The network began broadcasting programs previously transmitted by TV3 and movies during prime time, On 10 September 1989, Canal 33 began its official broadcast with its own programming during prime time. The channel aired some programs of TV3 such as the music show, Sputnik and sci-fi series like Star Trek.

In 1992, coinciding with the Summer Olympic Games in Barcelona, Canal 33 became "Canal Olímpic" (the Olympic Channel, in Catalan) through an agreement between the CCRTV and TVE to offer round-the-clock coverage of the Olympics, exclusively in Catalan with news and live broadcasts.

Subsequently, the channel expanded its transmitter coverage and transmission hours, especially during daytime in the mid-1990s. Educational programs such as Graduï's, ara pot and Universitat Oberta were included in their schedules, documentaries, children's and juvenile series within the Club Super3 brand. The channel also began to retransmit sports programs that TV3 had no place in their schedules such as basketball or roller hockey. On Monday, 8 January 1996, to strengthen the channel, broadcasting hours were extended (from 7:30 in the morning until 2:00 at night or late) and also changed its corporate image, simplifying and maintained its characteristic symbol, the logo for Canal 33. The program was consolidated to a specialized audience, public service and an alternative to TV3.

On Monday, 23 April 2001, coinciding with the anniversary of Canal 33's first regular broadcasts, CCRTV restructured its second channel. Due to the increasing development of children's and youth programming on Canal 33, the broadcaster decided to create a new dedicated children's, youth and educational channel called K3, broadcasting on the same analogue frequency of Canal 33. Thus, K3 would broadcast in the mornings and Canal 33 would broadcast from night time until closedown.

The restructuring was completed on 7 May 2001, when Canal 33 changed its name and logo, renaming it El 33. The channel began broadcasting 24 hours a day. Its programming happened to have a more cultural and experimental approach and made room for more programs that deepen its own production in Catalan culture.

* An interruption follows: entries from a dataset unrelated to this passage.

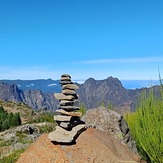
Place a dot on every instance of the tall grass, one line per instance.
(146, 126)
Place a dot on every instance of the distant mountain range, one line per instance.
(51, 86)
(38, 94)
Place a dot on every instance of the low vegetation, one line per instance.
(146, 126)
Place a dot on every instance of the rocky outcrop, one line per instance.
(92, 146)
(21, 137)
(69, 124)
(111, 123)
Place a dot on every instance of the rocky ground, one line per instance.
(92, 146)
(22, 136)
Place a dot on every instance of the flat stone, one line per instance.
(70, 86)
(68, 92)
(73, 113)
(69, 103)
(66, 102)
(61, 96)
(65, 82)
(65, 125)
(69, 108)
(62, 118)
(65, 75)
(65, 79)
(61, 135)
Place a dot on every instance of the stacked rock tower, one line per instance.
(68, 115)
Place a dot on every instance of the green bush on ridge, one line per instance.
(146, 126)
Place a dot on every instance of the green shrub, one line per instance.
(146, 126)
(12, 158)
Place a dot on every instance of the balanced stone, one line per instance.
(61, 96)
(73, 113)
(66, 75)
(69, 103)
(65, 125)
(70, 108)
(61, 135)
(70, 86)
(66, 102)
(62, 118)
(65, 79)
(69, 123)
(65, 82)
(68, 92)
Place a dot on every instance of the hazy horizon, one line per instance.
(84, 38)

Sports programming was also broadcast.

In December 2006, another restructuring was made that split into two channels that shared the same frequency: El 33 and K3. El 33 became a full-fledged channel, 24 hours a day, whereas K3 timeshared with the now defunct channel Canal 300 and subsequently with 3XL. The CCRTV decided to split its channels only on digital terrestrial, however, it continued to maintain its traditional timeshare broadcast for K3-33 in analogue, until the analogue switchover was completed in April 2010.

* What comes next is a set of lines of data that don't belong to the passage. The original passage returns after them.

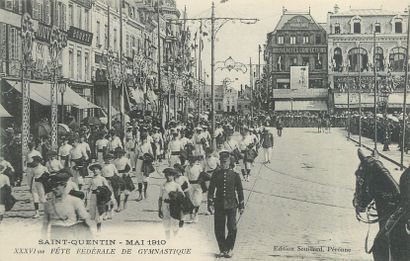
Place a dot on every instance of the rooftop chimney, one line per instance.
(336, 9)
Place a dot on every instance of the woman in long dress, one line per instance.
(96, 207)
(35, 182)
(164, 206)
(174, 150)
(4, 180)
(142, 178)
(192, 172)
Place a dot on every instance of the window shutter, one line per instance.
(35, 9)
(3, 43)
(63, 17)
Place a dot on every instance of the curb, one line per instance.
(381, 154)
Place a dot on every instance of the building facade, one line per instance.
(296, 59)
(359, 42)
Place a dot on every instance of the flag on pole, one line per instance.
(201, 44)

In the final weeks of analogue television in Spain, Canal Super3 moved entirely to DTT, enabling El 33 to broadcast completely in analogue from 15 February 2010.

With the launch of DTT and the restructuring of television channels in Catalonia, El 33 became a full-fledged cultural channel after the new sports channel Esport3 began its regular broadcasts on 5 February 2011. El 33 was able to expand and improve the production and dissemination of its cultural offerings and stabilized the channel's programming.

On Monday, 1 October 2012, following the closure of 3XL, El 33 now shares its time with Canal Super3, from 21:30 to 06:00, due to the reorganization of certain channels to adapt Spain's ongoing economic situation.

==Programming==
El 33 is a cultural and alternative channel. El 33's programming consists of cultural programs, documentaries, debates, and some series. Formerly, this channel broadcast children's and youth programming, as well as sports programming and sports events, but these programmes had moved to both Canal Super3 and Esport3, respectively.

===3alacarta===
Users can watch El 33 and all its programs in the 3alacarta website.